Posted by David Rimmer on 05/08/2021 at 10:52
This is an important and insightful comment piece giving a balanced and nuanced view on the background to England's failings. It is a welcome analysis amidst all the vitriol. Quite rightly, James Coyne praised Joe Root's focus and class - this is clumsy but I will write it. Root is a Gulliver among Lilliputians. As for Sibley, he is not useless as he has scored two Test tons but does not have the wider game to prosper at Test level. This was illustrated by this innings. I was willing him on but other than the ball on the leg stump, I could not see his scoring options. His dismissal came almost as a relief not for him but those watching. I am sure those honest watchers who have played the game at a far lower level and have struggled when they have gone up a team would have identified with Sibley's painful tenancy at the crease. Sibley's dismissal also showed how well the Indians had planned for him, noting the Warwickshire opener's propensity to whip the ball off his legs in the air through the mid wicket region. The two fielders on the leg side cramped up Sibley.
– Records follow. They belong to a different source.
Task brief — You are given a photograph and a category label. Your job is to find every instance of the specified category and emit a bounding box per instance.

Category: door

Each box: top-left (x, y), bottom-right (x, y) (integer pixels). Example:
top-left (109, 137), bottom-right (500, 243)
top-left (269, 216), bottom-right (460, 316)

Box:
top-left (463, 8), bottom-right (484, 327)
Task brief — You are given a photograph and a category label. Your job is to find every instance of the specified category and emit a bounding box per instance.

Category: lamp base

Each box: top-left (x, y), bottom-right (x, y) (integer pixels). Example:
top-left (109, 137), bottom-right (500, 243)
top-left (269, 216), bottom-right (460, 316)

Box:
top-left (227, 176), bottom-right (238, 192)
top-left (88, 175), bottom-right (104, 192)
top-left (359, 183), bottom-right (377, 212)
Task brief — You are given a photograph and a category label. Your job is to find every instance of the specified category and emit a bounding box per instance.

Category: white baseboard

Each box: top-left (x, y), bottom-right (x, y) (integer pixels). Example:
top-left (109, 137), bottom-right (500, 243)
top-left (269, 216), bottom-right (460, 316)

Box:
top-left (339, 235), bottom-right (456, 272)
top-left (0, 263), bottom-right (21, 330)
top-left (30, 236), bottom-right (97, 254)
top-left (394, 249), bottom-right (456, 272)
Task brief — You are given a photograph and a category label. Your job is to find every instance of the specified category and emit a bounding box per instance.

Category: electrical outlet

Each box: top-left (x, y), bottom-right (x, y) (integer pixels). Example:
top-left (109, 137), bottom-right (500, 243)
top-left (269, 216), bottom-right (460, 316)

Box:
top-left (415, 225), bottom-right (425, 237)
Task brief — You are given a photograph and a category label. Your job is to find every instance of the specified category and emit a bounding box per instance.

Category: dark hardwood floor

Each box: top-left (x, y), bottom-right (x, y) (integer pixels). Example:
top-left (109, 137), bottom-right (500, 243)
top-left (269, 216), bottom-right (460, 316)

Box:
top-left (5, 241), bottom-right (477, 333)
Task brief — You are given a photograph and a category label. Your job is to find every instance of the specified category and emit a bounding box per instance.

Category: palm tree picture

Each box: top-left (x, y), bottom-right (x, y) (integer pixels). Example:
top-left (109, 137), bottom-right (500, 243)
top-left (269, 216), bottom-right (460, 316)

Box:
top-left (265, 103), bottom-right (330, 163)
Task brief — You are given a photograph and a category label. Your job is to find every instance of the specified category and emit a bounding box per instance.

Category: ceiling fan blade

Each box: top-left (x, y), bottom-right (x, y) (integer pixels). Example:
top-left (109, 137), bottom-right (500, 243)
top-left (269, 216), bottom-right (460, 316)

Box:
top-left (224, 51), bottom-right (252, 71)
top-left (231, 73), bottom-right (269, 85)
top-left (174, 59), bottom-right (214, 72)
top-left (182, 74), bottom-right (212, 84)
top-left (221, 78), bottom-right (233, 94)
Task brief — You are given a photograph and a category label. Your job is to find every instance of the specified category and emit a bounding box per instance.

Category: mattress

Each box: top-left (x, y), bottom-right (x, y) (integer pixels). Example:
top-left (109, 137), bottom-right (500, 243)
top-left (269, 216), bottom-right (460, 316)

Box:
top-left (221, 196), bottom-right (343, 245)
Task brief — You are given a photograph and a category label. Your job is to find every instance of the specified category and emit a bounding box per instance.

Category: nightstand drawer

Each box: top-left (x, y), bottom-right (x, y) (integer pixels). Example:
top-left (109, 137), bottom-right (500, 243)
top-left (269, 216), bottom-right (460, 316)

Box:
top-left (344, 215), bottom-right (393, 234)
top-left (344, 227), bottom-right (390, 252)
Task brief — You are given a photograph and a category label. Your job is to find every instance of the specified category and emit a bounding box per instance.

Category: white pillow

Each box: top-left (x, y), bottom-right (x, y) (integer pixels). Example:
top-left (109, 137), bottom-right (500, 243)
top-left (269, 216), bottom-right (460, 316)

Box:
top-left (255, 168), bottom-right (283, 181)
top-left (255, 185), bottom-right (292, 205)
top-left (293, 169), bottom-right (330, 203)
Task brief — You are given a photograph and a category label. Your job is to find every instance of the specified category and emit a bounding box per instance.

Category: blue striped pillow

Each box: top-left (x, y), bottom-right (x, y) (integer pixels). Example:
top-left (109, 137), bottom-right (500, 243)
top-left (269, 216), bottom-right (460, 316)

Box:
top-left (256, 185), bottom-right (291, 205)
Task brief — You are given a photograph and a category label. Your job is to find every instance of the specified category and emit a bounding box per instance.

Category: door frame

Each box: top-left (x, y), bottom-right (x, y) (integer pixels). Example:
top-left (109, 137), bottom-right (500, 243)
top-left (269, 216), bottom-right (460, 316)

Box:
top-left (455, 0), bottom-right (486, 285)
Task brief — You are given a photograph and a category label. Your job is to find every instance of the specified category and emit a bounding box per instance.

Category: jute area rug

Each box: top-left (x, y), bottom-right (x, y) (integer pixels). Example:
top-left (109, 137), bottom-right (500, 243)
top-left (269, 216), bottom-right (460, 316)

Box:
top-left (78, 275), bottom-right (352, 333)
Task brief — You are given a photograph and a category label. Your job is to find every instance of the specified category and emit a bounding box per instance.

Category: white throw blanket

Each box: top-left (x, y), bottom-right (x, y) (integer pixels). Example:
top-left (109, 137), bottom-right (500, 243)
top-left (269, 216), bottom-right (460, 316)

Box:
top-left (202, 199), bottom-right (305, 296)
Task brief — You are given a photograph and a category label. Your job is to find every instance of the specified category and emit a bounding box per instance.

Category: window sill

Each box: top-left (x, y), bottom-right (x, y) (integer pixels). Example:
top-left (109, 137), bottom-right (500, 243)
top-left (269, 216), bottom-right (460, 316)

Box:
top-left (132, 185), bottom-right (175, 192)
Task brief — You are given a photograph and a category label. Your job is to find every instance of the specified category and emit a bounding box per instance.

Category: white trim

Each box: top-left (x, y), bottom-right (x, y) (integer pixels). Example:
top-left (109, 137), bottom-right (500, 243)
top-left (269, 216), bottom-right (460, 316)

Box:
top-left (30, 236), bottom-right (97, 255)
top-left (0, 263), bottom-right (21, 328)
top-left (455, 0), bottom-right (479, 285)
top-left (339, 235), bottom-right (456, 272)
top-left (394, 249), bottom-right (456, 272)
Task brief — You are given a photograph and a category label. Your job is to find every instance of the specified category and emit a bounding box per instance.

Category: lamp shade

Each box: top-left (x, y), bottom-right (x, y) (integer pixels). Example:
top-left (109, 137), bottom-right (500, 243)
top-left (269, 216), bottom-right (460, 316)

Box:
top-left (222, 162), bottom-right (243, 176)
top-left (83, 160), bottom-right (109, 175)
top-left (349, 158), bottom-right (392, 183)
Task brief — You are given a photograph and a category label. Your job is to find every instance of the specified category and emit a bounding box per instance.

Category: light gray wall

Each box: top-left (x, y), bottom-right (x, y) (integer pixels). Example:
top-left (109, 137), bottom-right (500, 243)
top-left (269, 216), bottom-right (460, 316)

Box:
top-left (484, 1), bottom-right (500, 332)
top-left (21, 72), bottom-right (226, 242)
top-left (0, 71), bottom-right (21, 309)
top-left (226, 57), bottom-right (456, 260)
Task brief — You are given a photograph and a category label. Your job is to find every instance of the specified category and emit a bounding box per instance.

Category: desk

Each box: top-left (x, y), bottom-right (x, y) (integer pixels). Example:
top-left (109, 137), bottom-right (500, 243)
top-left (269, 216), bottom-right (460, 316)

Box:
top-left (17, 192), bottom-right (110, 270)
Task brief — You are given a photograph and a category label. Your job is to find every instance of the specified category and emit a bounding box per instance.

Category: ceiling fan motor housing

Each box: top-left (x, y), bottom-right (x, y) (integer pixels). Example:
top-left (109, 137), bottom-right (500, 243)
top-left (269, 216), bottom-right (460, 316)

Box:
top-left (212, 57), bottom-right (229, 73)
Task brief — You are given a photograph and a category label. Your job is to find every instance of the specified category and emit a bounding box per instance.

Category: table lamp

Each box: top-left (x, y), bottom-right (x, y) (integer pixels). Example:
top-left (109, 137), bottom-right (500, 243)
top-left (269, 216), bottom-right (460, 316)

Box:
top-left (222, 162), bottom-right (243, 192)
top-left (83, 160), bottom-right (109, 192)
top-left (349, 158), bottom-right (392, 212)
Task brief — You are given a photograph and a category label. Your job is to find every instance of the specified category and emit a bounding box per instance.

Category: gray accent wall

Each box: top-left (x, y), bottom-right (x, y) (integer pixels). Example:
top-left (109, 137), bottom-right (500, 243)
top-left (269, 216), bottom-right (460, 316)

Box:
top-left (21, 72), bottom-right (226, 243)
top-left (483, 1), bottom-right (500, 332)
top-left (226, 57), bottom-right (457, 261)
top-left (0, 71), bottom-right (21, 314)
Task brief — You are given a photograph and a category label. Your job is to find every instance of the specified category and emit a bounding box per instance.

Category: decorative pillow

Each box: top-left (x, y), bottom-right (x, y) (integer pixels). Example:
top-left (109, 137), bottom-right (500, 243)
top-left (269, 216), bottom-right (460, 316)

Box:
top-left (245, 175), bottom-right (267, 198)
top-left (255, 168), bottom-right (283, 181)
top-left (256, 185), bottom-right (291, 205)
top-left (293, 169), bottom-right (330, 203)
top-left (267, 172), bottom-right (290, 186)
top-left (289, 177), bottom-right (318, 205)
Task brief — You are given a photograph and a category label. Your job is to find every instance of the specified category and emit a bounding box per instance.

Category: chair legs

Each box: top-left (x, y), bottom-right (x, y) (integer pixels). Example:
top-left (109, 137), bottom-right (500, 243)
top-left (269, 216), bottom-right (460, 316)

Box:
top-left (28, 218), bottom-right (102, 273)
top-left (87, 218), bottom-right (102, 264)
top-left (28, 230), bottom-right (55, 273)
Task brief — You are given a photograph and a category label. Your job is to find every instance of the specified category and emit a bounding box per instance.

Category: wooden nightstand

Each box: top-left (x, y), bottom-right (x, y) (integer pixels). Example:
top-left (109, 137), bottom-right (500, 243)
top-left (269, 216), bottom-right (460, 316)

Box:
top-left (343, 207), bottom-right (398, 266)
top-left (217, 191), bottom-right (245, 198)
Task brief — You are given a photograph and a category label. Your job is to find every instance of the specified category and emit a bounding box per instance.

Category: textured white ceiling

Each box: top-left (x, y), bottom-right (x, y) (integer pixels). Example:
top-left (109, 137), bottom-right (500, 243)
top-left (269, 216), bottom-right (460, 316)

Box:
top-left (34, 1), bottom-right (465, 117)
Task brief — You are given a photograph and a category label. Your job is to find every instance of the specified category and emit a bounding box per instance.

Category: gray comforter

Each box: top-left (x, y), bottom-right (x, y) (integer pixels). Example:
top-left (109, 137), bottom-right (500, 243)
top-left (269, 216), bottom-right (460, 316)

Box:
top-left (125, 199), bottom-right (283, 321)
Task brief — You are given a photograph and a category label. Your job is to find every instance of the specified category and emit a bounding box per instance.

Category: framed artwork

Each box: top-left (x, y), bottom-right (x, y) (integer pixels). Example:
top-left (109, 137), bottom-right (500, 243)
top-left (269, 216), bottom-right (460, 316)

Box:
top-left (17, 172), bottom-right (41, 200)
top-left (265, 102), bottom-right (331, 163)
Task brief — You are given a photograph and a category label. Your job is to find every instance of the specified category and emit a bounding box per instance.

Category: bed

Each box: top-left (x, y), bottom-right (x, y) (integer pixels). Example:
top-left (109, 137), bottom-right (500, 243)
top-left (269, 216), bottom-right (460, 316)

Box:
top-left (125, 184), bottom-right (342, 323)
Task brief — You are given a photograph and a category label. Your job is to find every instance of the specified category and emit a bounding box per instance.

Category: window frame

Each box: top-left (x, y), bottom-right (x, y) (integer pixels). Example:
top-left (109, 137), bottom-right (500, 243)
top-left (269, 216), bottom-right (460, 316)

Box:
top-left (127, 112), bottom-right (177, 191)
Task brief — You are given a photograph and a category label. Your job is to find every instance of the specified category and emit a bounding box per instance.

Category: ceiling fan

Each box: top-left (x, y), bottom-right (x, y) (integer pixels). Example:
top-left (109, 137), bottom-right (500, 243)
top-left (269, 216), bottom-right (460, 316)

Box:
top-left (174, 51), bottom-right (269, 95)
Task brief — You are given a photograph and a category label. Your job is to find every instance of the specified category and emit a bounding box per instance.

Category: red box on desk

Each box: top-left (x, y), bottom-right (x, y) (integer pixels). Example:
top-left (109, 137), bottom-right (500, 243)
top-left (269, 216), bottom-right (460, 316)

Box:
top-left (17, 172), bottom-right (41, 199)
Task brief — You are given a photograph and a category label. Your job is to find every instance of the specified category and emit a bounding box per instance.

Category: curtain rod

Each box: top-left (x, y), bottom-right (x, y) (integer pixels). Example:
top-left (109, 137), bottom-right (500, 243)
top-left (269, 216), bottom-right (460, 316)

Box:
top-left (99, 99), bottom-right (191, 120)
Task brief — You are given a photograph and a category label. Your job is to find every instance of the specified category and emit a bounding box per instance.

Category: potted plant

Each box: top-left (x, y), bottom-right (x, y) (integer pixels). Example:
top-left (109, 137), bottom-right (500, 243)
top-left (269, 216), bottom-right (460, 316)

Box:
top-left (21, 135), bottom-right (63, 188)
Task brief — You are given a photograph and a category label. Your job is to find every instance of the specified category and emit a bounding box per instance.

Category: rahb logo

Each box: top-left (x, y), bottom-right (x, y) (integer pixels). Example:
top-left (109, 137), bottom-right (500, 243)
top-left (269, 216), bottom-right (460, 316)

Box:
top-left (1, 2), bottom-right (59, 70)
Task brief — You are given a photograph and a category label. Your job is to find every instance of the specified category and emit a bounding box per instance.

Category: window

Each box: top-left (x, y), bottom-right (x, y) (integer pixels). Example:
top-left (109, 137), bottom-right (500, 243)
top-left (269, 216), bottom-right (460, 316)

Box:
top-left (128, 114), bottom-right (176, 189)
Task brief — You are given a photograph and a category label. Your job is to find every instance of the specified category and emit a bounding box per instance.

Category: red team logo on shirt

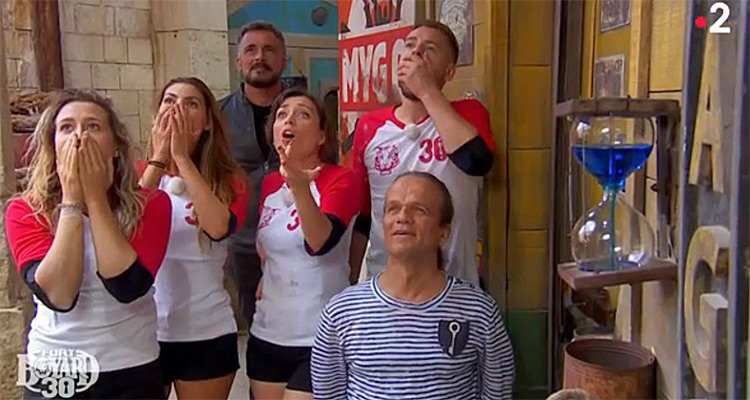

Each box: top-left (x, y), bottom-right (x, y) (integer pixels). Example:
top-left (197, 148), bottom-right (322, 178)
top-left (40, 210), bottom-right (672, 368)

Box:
top-left (258, 206), bottom-right (281, 230)
top-left (286, 208), bottom-right (299, 231)
top-left (375, 144), bottom-right (399, 175)
top-left (419, 137), bottom-right (448, 164)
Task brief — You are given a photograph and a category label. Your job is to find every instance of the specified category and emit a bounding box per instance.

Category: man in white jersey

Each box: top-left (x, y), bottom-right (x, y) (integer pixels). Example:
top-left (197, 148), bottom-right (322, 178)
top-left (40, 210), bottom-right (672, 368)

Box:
top-left (311, 172), bottom-right (514, 400)
top-left (351, 21), bottom-right (495, 284)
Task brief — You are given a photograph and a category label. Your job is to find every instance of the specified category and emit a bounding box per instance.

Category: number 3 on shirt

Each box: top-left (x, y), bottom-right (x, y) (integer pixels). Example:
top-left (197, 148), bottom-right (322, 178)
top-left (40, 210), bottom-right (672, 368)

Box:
top-left (286, 209), bottom-right (299, 231)
top-left (419, 137), bottom-right (448, 164)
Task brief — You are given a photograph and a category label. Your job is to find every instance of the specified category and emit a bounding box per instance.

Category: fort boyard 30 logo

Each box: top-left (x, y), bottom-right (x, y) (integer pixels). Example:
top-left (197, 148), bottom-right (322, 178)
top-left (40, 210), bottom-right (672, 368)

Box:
top-left (16, 349), bottom-right (99, 399)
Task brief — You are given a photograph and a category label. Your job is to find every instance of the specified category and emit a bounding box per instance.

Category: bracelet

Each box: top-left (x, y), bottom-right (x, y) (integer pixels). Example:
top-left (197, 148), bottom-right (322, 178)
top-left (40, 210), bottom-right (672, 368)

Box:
top-left (148, 160), bottom-right (167, 169)
top-left (57, 203), bottom-right (83, 215)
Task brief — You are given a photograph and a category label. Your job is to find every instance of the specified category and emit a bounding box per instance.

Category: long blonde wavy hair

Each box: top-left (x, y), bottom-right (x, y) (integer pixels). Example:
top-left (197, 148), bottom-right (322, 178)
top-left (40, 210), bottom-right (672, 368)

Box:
top-left (20, 89), bottom-right (145, 237)
top-left (147, 77), bottom-right (244, 211)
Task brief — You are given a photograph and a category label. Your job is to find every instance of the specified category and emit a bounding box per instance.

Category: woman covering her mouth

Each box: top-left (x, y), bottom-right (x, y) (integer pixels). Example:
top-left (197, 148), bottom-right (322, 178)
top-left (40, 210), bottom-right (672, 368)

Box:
top-left (5, 89), bottom-right (172, 399)
top-left (247, 89), bottom-right (363, 399)
top-left (141, 77), bottom-right (249, 399)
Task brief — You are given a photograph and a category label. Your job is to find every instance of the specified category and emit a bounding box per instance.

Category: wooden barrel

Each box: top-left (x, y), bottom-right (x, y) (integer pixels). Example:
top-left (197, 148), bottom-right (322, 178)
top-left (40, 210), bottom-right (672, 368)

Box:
top-left (563, 339), bottom-right (656, 399)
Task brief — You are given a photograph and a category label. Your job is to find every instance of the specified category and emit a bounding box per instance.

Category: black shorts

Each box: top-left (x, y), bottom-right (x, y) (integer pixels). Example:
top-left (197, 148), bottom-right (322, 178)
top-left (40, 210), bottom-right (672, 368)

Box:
top-left (159, 333), bottom-right (240, 385)
top-left (24, 360), bottom-right (166, 400)
top-left (247, 335), bottom-right (312, 393)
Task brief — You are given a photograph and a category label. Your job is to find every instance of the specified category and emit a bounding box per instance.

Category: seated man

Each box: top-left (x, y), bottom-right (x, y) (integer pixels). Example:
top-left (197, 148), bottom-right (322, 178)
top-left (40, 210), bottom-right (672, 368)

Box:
top-left (312, 172), bottom-right (514, 400)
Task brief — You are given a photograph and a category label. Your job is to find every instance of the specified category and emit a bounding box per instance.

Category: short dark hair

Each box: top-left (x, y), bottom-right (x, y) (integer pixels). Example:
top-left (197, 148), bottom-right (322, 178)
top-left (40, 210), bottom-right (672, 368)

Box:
top-left (266, 87), bottom-right (339, 164)
top-left (237, 21), bottom-right (286, 50)
top-left (391, 171), bottom-right (454, 269)
top-left (412, 20), bottom-right (458, 64)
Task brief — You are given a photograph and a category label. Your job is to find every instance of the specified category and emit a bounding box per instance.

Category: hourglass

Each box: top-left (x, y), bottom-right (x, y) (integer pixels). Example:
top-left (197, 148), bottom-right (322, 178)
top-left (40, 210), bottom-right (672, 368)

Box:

It will be little consolation for Sibley, but far more gifted England players of the past such as Graham Gooch and Kevin Pietersen have struggled when the opponents noted their weakness in this area. Gooch got in a tangle in 1981 when he played round his front pad against Australia (averaging 13.9) being trapped lbw on three occasions (the green English conditions were different to those in the West Indies a few months before when he faced high pace and not seam in averaging above 50). Then in 1989, Allan Border put in a short mid wicket to Gooch ,who struggled again as he fell over in trying tow hip the ball through the mid-wicket area. For the record Gooch had put that failing right in 1993. Year later, the Aussies played on Pietersen's pride and set the mid-wicket trap which Pietersen fell into. However, Sibley does not have the a stroke play array of these two past batsmen I have named. Back to the current day, it was rightly mentioned that Bairstow had not played red-ball cricket this summer. He fought hard and played solidly but was in the end out-skilled. I would not criticise him for that though I guess I am in the minority here. Thank you to James Coyne for restoring sanity and balance.
Posted by Martin on 05/08/2021 at 04:54
England might not be the best cricket team in the world at present but their journalists are so often streets ahead of the competition.
Posted by Al Ramsay on 04/08/2021 at 21:28
Excellent article & to the last two paragraphs, 'Hear, Hear!'. The ECB are like current politicians, fingers in ears & not listening until they have are forced in to a u-turn.